It’s no secret that the tax system in the United States is pretty complicated. Each year, millions of Americans will end up owing more money to the IRS than they calculated when filing their taxes. Several prominent politicians have run their campaigns emphasizing simplifying the tax codes and pushing for a “flat tax rate” to replace our current system. 

While it might not like it sometimes, the current tax system is designed to help Americans. A universal tax rate might be considered fairer, but it wouldn’t consider the specific needs and circumstances of individuals, families, or businesses. For example, a married individual with three children would have a much more difficult time covering the same tax obligation as a single individual with no children. 

If you have tax issues, it might be good to hire a qualified tax consultant for advice. 

What Does Tax Consulting Mean?

Tax consulting is the name for financial advice that aims to help you make better-informed decisions about any issues involving your taxes. 

There are a lot of rules and regulations that the average American taxpayer often misunderstands. They might not be aware of all the various deductions and credits that they are eligible for that might reduce their overall tax obligation. 

Tax consulting is one way for a taxpayer to learn about the specific options available to them. The taxpayer will then be able to legally and correctly file their taxes while also saving money in the process.

What Do Tax Consultants Do?

A high-quality tax consultant will use their knowledge and experience to provide several important services for their client. The main emphasis is to ensure that their client has followed all rules, regulations, and guidelines established by the IRS and United States tax codes. However, they will also look for ways to help reduce their clients’ overall tax obligations while operating within these rules. 

These are a few of the services provided by a tax consultant:

Preparing Tax Returns

Every American will need to file an annual income tax return unless they meet very specific criteria. The same is true for any business or organization that is certified and currently operational. 

Tax returns can vary from fairly simple to incredibly complex, but a tax consultant should have no problem helping their client file their returns according to the rules.
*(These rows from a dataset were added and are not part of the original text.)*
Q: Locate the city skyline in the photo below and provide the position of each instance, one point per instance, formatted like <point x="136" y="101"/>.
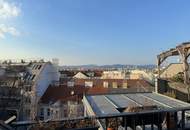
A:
<point x="92" y="32"/>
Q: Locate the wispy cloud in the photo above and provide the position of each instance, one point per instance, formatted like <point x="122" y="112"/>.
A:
<point x="8" y="10"/>
<point x="8" y="30"/>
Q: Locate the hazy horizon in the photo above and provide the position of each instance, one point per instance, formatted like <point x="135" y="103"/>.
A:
<point x="80" y="32"/>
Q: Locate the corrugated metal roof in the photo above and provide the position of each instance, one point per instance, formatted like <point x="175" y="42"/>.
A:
<point x="109" y="104"/>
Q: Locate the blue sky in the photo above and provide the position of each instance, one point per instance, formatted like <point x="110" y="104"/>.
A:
<point x="93" y="31"/>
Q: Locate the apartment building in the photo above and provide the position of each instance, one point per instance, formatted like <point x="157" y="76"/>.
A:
<point x="32" y="79"/>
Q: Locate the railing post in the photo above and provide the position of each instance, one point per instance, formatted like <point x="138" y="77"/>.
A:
<point x="176" y="120"/>
<point x="183" y="120"/>
<point x="125" y="122"/>
<point x="168" y="120"/>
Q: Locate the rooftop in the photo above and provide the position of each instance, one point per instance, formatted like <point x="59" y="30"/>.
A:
<point x="111" y="103"/>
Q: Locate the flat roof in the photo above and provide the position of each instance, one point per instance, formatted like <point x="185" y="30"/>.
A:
<point x="109" y="103"/>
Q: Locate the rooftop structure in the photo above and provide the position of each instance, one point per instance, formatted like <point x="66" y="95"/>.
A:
<point x="140" y="110"/>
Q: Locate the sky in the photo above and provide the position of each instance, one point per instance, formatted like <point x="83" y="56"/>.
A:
<point x="92" y="31"/>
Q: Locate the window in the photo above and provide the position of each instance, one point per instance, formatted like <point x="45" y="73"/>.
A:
<point x="114" y="84"/>
<point x="125" y="85"/>
<point x="70" y="84"/>
<point x="88" y="84"/>
<point x="105" y="84"/>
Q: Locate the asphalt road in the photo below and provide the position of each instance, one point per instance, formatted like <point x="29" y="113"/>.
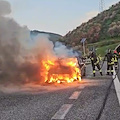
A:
<point x="42" y="102"/>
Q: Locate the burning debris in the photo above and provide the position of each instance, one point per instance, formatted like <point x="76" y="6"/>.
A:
<point x="37" y="60"/>
<point x="61" y="70"/>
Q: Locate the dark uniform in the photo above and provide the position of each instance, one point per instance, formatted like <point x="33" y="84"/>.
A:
<point x="116" y="59"/>
<point x="95" y="62"/>
<point x="110" y="62"/>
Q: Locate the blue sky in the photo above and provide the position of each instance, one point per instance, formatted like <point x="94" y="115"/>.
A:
<point x="58" y="16"/>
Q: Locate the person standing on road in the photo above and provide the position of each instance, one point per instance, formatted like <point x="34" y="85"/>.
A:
<point x="95" y="62"/>
<point x="110" y="62"/>
<point x="116" y="59"/>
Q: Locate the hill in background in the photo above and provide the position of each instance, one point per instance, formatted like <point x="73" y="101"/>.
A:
<point x="52" y="36"/>
<point x="102" y="28"/>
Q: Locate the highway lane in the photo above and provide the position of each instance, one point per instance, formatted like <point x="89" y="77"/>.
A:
<point x="34" y="103"/>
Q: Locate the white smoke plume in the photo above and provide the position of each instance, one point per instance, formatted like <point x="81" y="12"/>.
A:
<point x="21" y="55"/>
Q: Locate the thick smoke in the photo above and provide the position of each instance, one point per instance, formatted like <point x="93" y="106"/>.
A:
<point x="62" y="51"/>
<point x="21" y="54"/>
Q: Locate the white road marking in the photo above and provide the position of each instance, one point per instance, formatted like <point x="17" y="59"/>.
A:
<point x="62" y="112"/>
<point x="117" y="86"/>
<point x="75" y="95"/>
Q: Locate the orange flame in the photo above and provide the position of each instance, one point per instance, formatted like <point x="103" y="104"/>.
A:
<point x="61" y="70"/>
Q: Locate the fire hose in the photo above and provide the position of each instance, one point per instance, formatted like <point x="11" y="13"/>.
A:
<point x="106" y="95"/>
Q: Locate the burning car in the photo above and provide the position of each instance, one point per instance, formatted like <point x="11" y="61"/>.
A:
<point x="64" y="70"/>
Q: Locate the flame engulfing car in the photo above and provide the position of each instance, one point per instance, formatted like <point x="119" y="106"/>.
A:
<point x="65" y="70"/>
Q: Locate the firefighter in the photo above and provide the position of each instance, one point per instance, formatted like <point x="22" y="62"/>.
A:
<point x="116" y="59"/>
<point x="110" y="62"/>
<point x="95" y="62"/>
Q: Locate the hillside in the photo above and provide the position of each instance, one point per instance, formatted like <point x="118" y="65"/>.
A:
<point x="104" y="26"/>
<point x="52" y="36"/>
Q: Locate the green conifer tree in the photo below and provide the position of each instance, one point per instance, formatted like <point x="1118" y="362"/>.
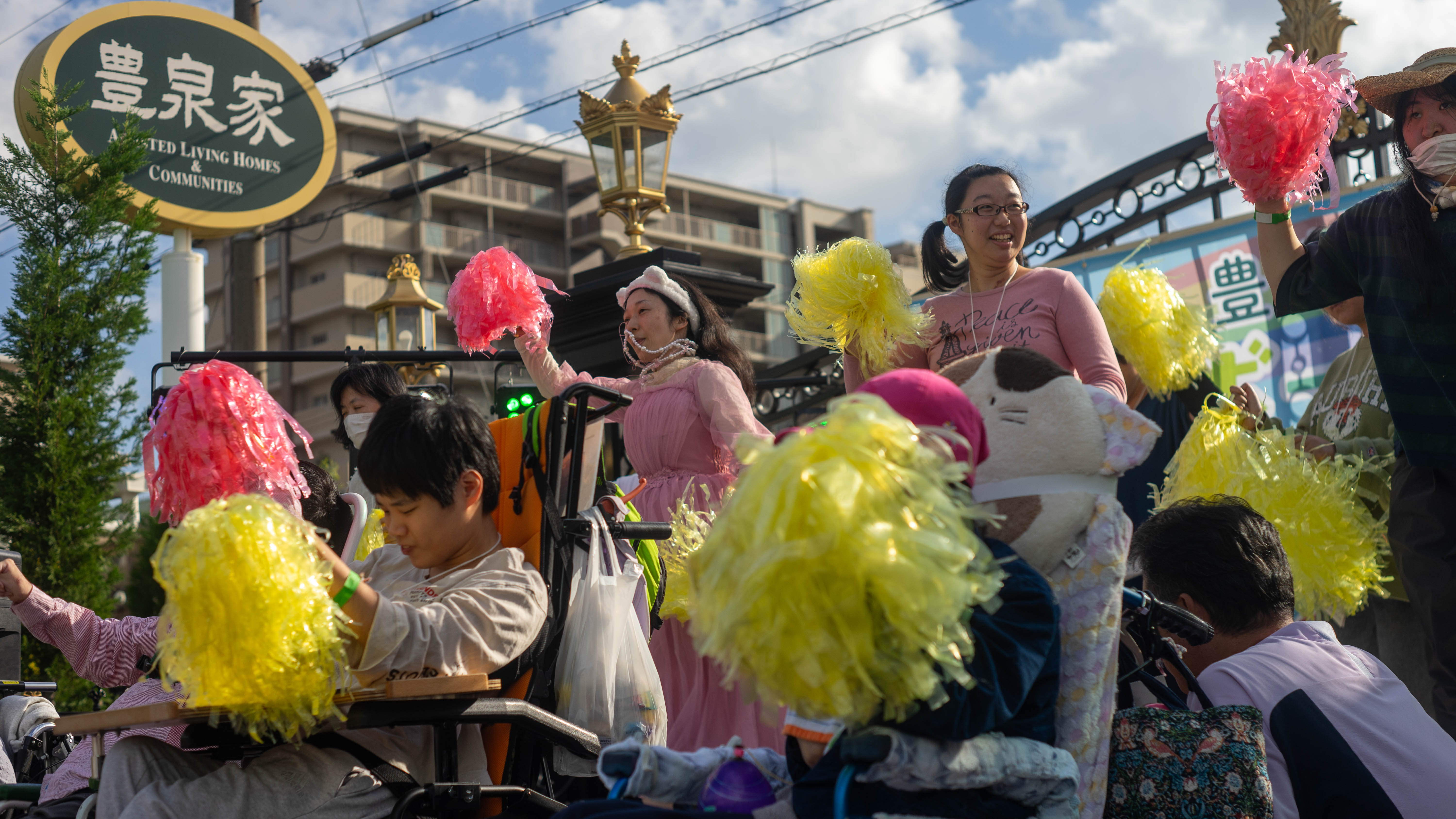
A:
<point x="68" y="421"/>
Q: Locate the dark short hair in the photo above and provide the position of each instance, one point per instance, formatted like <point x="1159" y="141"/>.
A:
<point x="376" y="380"/>
<point x="324" y="508"/>
<point x="1224" y="555"/>
<point x="423" y="447"/>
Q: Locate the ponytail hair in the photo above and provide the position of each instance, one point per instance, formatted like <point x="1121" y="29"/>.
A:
<point x="943" y="271"/>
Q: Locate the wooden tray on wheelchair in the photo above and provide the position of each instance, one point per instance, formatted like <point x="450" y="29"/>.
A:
<point x="161" y="715"/>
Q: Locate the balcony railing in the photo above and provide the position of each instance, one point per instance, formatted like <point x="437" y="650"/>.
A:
<point x="381" y="233"/>
<point x="497" y="188"/>
<point x="711" y="230"/>
<point x="751" y="343"/>
<point x="468" y="242"/>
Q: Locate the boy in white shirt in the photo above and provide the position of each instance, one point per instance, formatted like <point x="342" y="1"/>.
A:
<point x="1346" y="740"/>
<point x="443" y="600"/>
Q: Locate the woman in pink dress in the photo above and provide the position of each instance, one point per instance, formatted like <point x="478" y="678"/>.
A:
<point x="691" y="407"/>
A tax consultant will also help to figure out and plan potential financial strategies for tax filings. 

They might suggest using tax credits or deductions to reduce the overall tax burden for an individual or business and save money for their clients. 

Create Strategies For Future Tax Obligations

Life can often be random and unpredictable, but a tax consultant can help create an overall plan for future tax obligations. 

There are lots of unexpected tax obligations that will occur during major life events. If these taxes are not planned for, they could end up getting an individual into trouble with the IRS or owing a significant amount of money. 

A tax consultant can help you to prepare for the tax ramifications that will come from life events such as:

  • Marriages and divorces
  • Births and deaths
  • Owning rental properties
  • Retirement accounts
  • Capital gains
  • Creating a trust or estate
  • Starting or selling a business

Help Resolve Tax Issues

It’s pretty common for Americans to owe the IRS money. These “back taxes” can quickly lead to various penalties, fees, and interest being applied to the amount. It won’t take long for these financial levies to compound and the amount to go from something manageable to overwhelming. 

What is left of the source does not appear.